En primer lugar, ahora me inclino por la existencia de un solo asesino policía para las siete víctimas. Revisando los expedientes, he visto que las cuatro rubias habían sido arrestadas poco antes por prostitución, lo que las convertía en blancos extremadamente susceptibles a la intimidación policial o pseudopolicial, lo cual explicaría por qué unas damas tan conocedoras de la calle dejaron entrar en sus domicilios a unos desconocidos. En segundo, no creo que Saul Malvin matase a las morenas. Acepto que lo suyo fuese un suicidio (el informe escrito por el agente que encontró el coche, primero, y después el cuerpo, era un modelo de claridad y de sagacidad policial, aunque un tanto excesivo en la exposición de sus propias teorías), pero el grupo sanguíneo 0+ es muy corriente e hice unas llamadas discretas al agente especial de Chicago, quien se enteró de que Malvin tenía un lío con una amiga de su mujer y que la amiga le exigía que se comprometiera con ella. Una situación suicida para cierta clase de hombres.

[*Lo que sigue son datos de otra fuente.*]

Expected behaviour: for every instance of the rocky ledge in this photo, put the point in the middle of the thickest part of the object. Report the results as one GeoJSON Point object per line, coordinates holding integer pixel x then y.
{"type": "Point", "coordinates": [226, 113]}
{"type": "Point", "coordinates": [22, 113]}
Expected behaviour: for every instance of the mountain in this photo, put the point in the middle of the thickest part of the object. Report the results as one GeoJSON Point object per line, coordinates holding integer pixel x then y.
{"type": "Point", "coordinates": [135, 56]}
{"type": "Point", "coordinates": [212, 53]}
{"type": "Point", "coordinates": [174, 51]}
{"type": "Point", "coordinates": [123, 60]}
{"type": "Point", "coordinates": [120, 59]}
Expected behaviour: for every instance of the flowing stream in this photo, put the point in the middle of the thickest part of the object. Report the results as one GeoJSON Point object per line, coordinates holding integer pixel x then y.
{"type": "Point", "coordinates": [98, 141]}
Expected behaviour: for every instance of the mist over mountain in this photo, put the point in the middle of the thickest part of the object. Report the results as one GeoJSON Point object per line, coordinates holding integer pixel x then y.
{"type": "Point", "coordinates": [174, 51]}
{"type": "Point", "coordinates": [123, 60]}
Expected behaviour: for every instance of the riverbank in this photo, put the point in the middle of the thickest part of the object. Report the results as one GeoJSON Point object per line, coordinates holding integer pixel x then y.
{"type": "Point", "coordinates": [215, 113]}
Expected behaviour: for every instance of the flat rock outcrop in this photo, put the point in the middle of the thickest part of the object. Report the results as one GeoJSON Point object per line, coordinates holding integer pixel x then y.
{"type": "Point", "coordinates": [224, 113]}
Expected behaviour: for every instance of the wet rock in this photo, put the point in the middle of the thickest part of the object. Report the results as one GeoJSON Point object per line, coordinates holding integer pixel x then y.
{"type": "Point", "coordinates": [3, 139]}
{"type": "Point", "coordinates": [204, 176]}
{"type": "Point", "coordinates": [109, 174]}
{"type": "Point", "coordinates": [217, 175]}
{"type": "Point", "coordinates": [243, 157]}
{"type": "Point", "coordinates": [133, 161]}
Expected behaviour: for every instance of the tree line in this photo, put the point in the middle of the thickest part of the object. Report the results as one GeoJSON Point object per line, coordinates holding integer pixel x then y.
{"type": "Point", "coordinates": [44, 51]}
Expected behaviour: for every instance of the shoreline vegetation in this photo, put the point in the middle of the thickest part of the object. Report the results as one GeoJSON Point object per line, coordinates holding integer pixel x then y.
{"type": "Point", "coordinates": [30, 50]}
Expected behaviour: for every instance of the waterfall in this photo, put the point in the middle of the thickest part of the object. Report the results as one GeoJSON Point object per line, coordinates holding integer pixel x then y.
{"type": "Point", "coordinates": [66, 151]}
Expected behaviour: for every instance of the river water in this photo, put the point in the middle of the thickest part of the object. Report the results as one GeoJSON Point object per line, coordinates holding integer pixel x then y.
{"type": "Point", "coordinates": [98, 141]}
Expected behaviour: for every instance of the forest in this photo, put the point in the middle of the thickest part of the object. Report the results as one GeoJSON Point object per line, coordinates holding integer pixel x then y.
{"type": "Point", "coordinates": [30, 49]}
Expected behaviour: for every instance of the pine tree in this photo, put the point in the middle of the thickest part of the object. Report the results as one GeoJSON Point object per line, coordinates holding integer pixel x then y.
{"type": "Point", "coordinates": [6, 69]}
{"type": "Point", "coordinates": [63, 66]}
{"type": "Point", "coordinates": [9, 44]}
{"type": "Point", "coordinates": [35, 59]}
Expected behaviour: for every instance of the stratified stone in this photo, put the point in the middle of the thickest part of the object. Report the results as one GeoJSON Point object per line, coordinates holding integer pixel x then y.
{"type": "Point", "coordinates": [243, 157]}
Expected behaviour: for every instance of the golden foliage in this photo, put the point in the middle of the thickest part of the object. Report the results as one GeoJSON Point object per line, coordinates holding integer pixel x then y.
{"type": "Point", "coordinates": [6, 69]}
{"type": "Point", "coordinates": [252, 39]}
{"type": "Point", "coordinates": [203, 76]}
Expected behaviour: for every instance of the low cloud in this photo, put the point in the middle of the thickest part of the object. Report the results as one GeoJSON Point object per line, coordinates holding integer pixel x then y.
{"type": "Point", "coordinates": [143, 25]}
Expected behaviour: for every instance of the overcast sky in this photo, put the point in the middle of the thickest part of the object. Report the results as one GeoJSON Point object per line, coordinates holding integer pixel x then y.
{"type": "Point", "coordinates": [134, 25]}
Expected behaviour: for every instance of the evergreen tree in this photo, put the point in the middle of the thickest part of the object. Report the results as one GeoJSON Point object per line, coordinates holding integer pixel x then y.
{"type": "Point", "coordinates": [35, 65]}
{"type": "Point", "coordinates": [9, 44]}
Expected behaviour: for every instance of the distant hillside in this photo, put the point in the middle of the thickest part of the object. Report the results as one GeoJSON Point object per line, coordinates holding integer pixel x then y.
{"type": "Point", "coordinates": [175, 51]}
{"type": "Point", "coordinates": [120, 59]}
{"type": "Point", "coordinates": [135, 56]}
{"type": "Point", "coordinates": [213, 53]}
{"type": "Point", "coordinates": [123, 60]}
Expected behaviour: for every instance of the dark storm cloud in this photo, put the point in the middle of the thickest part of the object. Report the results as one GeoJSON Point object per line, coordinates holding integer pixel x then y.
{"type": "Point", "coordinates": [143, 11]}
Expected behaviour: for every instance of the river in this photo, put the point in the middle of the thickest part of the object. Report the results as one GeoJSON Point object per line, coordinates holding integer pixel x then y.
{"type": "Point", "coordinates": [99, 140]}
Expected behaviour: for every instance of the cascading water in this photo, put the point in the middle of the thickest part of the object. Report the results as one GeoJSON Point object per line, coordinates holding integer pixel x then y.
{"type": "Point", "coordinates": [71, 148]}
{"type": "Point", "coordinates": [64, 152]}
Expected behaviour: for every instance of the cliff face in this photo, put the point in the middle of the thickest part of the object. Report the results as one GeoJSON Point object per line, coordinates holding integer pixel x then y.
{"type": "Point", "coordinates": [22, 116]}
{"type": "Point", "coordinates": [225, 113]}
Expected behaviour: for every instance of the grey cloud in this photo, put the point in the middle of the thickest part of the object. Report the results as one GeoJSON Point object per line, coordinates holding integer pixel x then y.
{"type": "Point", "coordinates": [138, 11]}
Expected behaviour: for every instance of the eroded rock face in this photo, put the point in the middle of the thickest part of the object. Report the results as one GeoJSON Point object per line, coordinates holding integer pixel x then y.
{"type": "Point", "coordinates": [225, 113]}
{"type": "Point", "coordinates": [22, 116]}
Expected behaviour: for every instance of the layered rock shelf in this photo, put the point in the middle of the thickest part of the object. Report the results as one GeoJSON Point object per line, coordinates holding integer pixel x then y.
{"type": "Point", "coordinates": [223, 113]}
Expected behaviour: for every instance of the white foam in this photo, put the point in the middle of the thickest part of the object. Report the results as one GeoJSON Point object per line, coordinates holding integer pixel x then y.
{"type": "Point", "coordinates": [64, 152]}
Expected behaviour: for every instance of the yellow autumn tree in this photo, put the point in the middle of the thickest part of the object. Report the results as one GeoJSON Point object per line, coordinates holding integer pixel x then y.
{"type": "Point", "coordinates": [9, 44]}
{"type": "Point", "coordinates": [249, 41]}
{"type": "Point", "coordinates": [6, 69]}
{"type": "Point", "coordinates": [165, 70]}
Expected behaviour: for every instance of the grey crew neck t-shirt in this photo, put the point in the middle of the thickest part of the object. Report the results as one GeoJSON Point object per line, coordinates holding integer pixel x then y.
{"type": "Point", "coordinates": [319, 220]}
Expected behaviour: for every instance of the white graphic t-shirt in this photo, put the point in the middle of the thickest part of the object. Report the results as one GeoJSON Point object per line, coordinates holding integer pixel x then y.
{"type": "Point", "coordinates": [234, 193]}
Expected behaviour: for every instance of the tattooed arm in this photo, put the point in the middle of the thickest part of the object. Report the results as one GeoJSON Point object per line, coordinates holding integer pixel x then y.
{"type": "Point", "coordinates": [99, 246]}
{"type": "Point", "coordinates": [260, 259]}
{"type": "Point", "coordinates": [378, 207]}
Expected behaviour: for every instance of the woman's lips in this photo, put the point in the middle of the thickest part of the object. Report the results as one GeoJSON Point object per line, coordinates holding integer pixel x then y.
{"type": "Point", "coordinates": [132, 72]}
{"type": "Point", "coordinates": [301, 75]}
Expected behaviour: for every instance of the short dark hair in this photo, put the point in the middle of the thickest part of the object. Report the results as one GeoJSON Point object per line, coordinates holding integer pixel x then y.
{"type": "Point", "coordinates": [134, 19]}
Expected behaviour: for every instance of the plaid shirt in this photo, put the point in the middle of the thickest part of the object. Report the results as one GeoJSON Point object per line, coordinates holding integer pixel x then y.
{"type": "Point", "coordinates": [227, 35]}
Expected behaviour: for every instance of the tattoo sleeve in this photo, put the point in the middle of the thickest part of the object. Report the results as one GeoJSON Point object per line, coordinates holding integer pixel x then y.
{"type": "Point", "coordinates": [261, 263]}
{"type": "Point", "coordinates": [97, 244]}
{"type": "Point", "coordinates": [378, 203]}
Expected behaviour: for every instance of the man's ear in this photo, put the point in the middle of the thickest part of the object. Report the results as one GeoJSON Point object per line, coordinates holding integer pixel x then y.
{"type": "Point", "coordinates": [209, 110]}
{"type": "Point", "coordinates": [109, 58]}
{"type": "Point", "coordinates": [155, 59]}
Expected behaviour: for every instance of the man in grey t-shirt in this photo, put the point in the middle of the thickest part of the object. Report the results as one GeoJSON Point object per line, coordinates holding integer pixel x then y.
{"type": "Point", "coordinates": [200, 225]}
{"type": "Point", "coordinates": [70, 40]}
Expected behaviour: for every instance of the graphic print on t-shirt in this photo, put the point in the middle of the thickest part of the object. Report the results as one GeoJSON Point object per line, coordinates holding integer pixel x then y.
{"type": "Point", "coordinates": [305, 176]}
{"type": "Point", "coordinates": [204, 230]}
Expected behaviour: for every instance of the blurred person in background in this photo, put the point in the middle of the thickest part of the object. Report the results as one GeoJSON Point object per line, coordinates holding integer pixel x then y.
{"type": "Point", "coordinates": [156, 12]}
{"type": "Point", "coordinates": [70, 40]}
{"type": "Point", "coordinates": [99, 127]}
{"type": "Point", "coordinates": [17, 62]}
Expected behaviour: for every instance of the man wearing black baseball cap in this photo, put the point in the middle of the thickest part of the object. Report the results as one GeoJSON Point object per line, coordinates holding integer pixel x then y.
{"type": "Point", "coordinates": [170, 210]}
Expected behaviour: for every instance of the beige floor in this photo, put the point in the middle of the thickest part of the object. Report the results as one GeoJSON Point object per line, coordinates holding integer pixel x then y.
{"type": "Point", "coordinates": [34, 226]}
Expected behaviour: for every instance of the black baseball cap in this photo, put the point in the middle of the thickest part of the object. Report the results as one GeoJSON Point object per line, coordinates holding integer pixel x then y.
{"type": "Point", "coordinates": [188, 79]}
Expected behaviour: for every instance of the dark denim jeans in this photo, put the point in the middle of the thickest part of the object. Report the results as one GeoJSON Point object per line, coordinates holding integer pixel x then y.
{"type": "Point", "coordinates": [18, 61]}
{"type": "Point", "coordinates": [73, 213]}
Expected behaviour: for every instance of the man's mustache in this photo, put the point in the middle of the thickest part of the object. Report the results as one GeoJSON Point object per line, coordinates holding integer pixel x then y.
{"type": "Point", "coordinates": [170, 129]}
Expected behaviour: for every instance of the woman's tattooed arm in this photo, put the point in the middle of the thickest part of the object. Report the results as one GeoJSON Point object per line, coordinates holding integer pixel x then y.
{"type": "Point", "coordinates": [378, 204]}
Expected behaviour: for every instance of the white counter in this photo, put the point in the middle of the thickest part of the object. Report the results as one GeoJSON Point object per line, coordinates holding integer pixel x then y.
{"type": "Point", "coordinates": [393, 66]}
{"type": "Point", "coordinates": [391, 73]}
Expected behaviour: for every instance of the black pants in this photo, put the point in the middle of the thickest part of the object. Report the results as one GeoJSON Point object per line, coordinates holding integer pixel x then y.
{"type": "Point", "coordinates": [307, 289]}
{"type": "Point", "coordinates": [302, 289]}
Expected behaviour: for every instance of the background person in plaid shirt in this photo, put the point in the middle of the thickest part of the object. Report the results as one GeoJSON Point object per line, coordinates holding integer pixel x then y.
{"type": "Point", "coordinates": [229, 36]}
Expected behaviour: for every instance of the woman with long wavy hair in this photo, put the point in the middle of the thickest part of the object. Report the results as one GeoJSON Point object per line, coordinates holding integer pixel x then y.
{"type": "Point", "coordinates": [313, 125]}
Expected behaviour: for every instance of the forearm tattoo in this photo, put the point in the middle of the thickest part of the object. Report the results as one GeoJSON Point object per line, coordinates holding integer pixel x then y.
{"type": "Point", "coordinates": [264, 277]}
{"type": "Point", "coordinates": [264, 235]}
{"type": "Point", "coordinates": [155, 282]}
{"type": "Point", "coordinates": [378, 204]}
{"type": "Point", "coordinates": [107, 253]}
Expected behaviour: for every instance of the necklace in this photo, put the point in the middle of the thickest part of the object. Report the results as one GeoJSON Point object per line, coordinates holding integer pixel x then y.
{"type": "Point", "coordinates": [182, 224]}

Tercero, un gran salto —grande e inconcebible— que resulta de lo más estimulante: la policía estatal de Wisconsin y los dos departamentos de policía locales que colaboran con ella en la investigaciones de los asesinatos de las morenas no encuentran los expedientes de estos tres homicidios, lo cual es una de las cosas más increíbles que he oído en mis veintidós años de investigador.

Creo que estamos ante un asesino-policía con base en Wisconsin, autor de los siete homicidios de rubias/morenas.

Y creo que ese hombre ha destruido los tres expedientes de las morenas para evitar que se establezca una relación, basada muy probablemente en la existencia de idénticas pruebas materiales. Y, destruidos los vínculos de las pruebas materiales desde un punto de vista legal (es probable que algún forense o patólogo de Wisconsin recuerde todavía las características del arma, etc., pero eso no se sostendría ante un tribunal), lo único que me queda es si tuvo la oportunidad de perpetrar los crímenes.

Así pues, cualquier policía del sur de Wisconsin que hubiese faltado al trabajo exclusivamente en las fechas de los cuatro asesinatos de rubias podía ser mi asesino. Ya he presentado solicitudes de investigación al Departamento de Asuntos Internos de la Policía del Estado de Wisconsin y el agente especial de Milwaukee está haciendo lo mismo con los directores de personal de las policías locales de Janesville y Beloit. Sólo me queda esperar. Jack Mulhearn opina que mi teoría no se sostiene; cree que algún policía vendió los documentos a los medios o a un autor de novela negra. Hemos apostado cien dólares al resultado de mis indagaciones. No puedo permitirme perder, pues se acerca el pago trimestral de los estudios de Mark y Susan, pero me siento totalmente seguro de la apuesta. Son las 11.23. ¿Dónde estás, Carol?